Ryan sah mich weiterhin an, sein verzweifelter Blick brannte auf meiner Haut. Als würde er spüren, wie unangenehm mir sein Blick war, senkte er seinen Kopf und blickte zu Boden.

„Ich war wie von Sinnen an dem Abend. Ich hatte zu dem Zeitpunkt in drei Nächten vielleicht 6 Stunden geschlafen. Seit Tagen war in der Gang die Kacke am dampfen. Dann haben wir Jimmy und den Typen von den Carrazzas umgebracht und es wäre fast alles in einen Krieg mit den Carrazzas eskaliert. Dann haben wir festgestellt, dass Koks fehlt und mein Vater ist vollkommen ausgerastet", erzählte er, wie er die Zeit erlebt hatte. Ich hörte mit gerunzelter Stirn zu. Ich musste zugeben, dass ich mir bisher nie Gedanken darüber gemacht hatte, was bei ihm los gewesen war. Ab der Sekunde, in der er mir den ersten Elektroschock verpasst hatte, war das alles irrelevant geworden für mich.

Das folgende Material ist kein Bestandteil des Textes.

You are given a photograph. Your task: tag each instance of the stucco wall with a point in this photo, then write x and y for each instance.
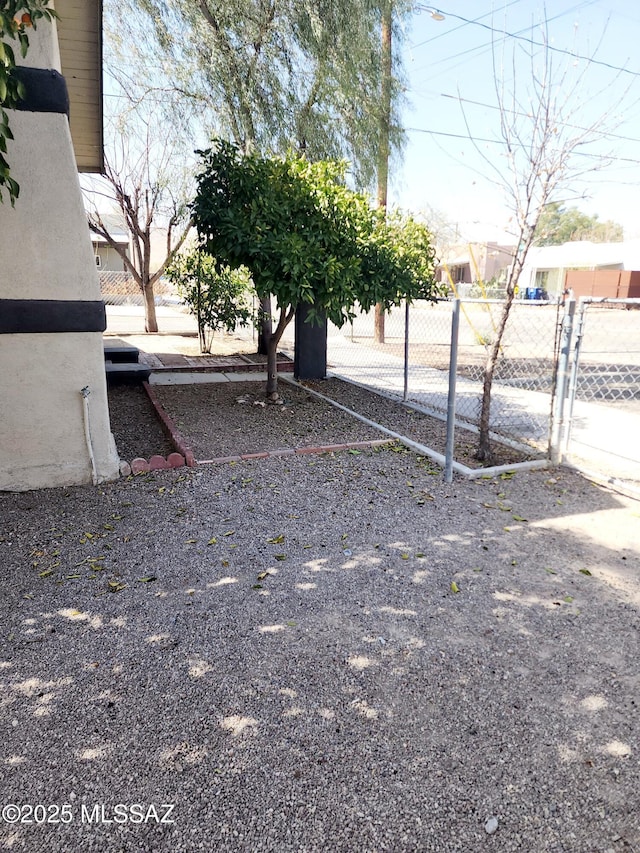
(46, 254)
(42, 426)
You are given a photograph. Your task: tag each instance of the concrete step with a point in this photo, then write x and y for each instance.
(123, 372)
(118, 351)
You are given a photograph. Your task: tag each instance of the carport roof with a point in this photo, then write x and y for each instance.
(80, 42)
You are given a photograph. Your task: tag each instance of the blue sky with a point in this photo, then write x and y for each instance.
(453, 58)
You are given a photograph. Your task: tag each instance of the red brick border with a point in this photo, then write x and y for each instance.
(185, 455)
(299, 451)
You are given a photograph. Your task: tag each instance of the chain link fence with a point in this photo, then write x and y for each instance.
(603, 422)
(413, 362)
(120, 288)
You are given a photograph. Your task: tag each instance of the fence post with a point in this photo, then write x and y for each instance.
(451, 399)
(558, 425)
(406, 350)
(573, 380)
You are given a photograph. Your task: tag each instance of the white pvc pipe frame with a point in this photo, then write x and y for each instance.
(423, 450)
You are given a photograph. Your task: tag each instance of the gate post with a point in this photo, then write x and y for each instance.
(558, 424)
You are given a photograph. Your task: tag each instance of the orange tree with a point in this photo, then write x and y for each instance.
(307, 239)
(16, 16)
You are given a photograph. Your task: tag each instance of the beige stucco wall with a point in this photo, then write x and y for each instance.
(46, 253)
(42, 424)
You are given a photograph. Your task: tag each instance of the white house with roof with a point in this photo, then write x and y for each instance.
(546, 266)
(54, 419)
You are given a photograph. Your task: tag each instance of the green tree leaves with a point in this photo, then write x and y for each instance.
(217, 296)
(306, 237)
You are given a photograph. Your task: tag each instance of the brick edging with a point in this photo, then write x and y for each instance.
(172, 431)
(299, 451)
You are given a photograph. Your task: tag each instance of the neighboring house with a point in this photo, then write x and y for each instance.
(54, 428)
(469, 263)
(106, 257)
(546, 267)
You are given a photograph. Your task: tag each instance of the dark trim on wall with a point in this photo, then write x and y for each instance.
(46, 316)
(45, 90)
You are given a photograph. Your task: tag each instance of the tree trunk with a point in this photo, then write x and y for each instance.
(484, 452)
(384, 144)
(378, 325)
(266, 326)
(272, 368)
(150, 321)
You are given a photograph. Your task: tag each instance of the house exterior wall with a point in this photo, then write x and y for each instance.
(110, 260)
(45, 247)
(613, 284)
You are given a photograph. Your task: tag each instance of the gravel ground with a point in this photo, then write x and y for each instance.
(230, 418)
(135, 424)
(322, 653)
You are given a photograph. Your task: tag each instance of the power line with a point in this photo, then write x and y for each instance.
(504, 143)
(535, 43)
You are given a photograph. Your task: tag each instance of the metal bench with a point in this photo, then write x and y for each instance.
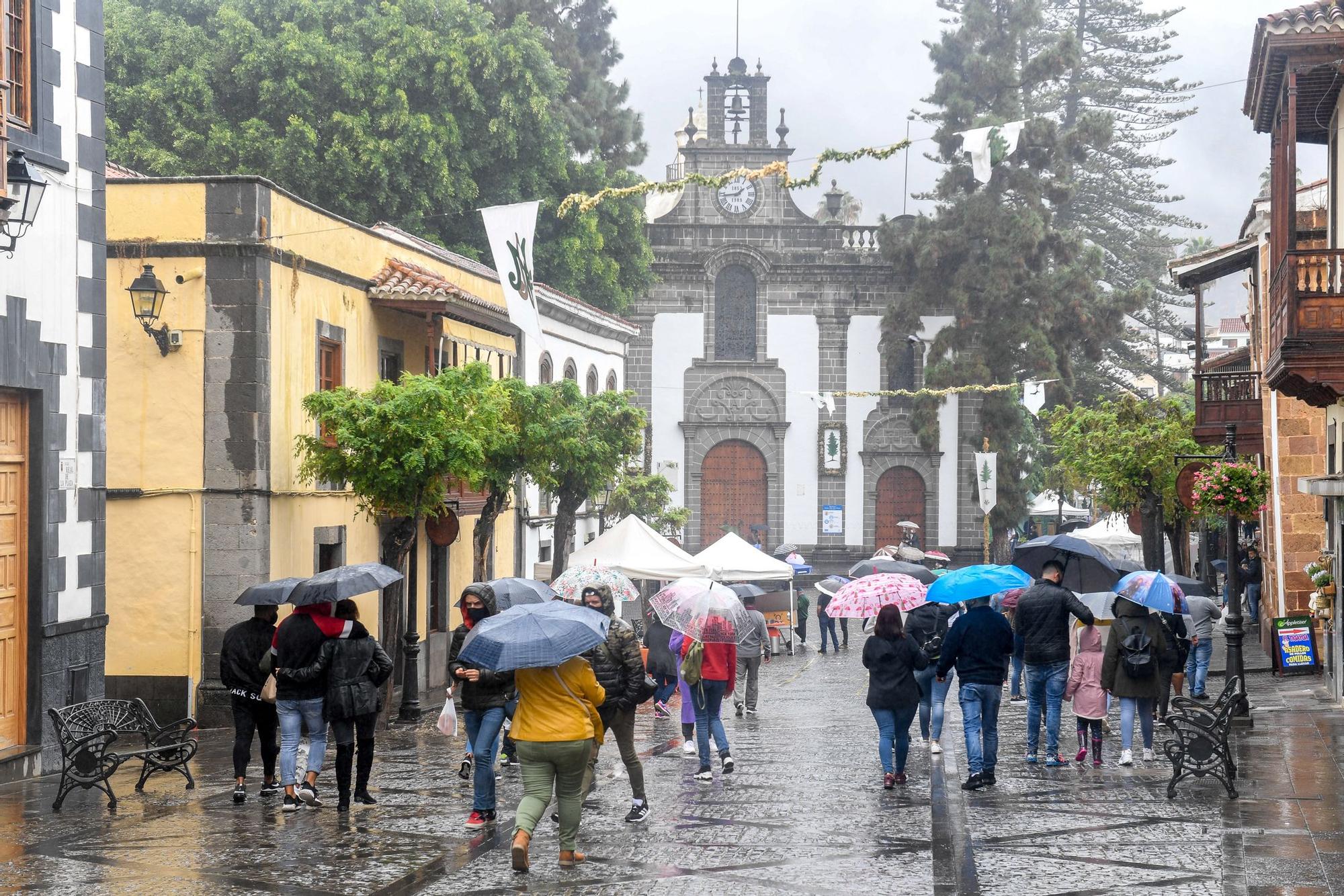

„Mein Vater war der festen Überzeugung, dass Marc das Koks hatte. Wir haben Jimmys und seine Wohnung immer wieder durchsucht, doch wir konnten nichts finden. Aber Marc war untergetaucht, was meinen Vater nur in seinem Verdacht bestärkt hat."

Ich hatte die ganze Zeit das Gefühl gehabt, dass mehr dahinter gesteckt hatte, als Marc Ende Februar vor unserer Tür aufgetaucht war. Er hatte sich bei uns vor den Hounds versteckt. Ich spürte Ärger in mir aufsteigen, dass Marc mir nie die ganze Wahrheit erzählt hatte.

„Dann hat mein Vater beschlossen, eine von Marcs Schwester holen zu lassen, um ihm eine blutige Nachricht zu schicken. Er war sich sicher, dass Marc die Wohnung beobachtete. Bis dahin hatte ich noch sehr gehofft, dass der Marc, der mit Jimmy zusammen gewohnt hatte, nicht derselbe war wie der Marc, der dein Bruder war. Aber als ich dich in dem Keller sah, wie du da an den Ketten hingst...", Ryan brach ab, anscheinend überwältigt von den Bildern seiner Erinnerung.

„Ich hatte solche Angst um dich. So große Angst, dass mein Vater einfach wieder ausrastete und dich erschoss. Oder dass er dich Scott überließ. Wenn Scott Leute folterte, blieb von ihnen nur noch eine unidentifizierbare Leiche zurück..."

Mir wurde schlecht bei seinen Worten. „Aber Panther hat dich doch extra gebeten, mir nicht zu sehr wehzutun", erinnerte ich mich.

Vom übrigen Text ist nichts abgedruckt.